There’s an implied threat in the UBS report – if utilities cannot or do not change their business models, their direct relationships with consumers will be intermediated by new entrants coupled with reductions in electricity revenues.  The Citi Research report spells out that potential for confrontations between tech giants (notably Google and Apple) and utilities in value-added services (specifically energy management services) to consumers.

In North America, these trends enable the emergence of a new class of consumer – the prosumer.  As noted in our previous articles, prosumer actions challenge existing regulated utility constructs by democratizing generation of both kilowatts and negawatts.   Progressive regulatory agencies are taking notice of this erosion of the monopoly position – the New York Department of Public Service published The Reforming the Energy Vision document that starts discussion about how regulators can help utilities adapt to changing technologies and market expectations, and the California PUC is requiring its three regulated utilities to present plans for distributed energy resources and appropriate valuation of DER assets by mid 2015.

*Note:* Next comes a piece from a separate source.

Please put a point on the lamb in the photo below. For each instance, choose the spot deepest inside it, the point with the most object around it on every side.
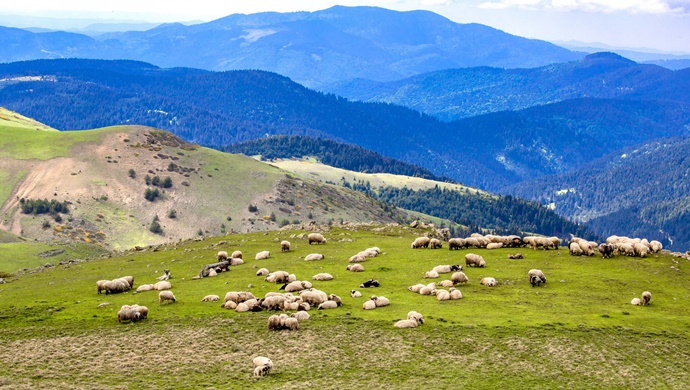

Utilities can no longer count on revenue growth based on centralized generation – Citi Research indicates that demand for utility-provided power will flatten or even decrease as a result of energy management technologies, improved energy efficiency and prosumer activity.  The strategy for utilities is to create new services that deliver new revenue.  Taking a page from the communications service providers’ playbooks and experiences, could utilities create a value-added service that combines solar with fixed energy storage (both individual and community) and electric vehicles (EV) into an energy triple play?  It’s an idea floated in the UBS report.  This combination of technologies leverages solar power to “fill the tanks” of the fixed and mobile batteries.  The EV gets charged with solar power creating another potentially-recognizable carbon reduction benefit for utilities.

Many consumers would like to add solar panels and energy storage, but without the hassle of sourcing, financing, deploying, managing, and maintaining the equipment.  A triple play electricity service certainly offers possibilities to address the Smart Grid benefits gap experienced by consumers in multi-family residential and rental situations.  Utilities would be well-positioned to organize and manage these types of services to ensure grid reliability and safety.   Many of them are already experienced in working with contracted third parties who deliver energy efficiency and other demand reduction services.  An extension to generation wouldn’t be a huge stretch.  However, it will take regulatory revisions to create the playing field that allows this type of development.  The good news is that the first regulatory agencies are starting that investigatory process.  Which utility will be the first to make a move into an electricity triple play?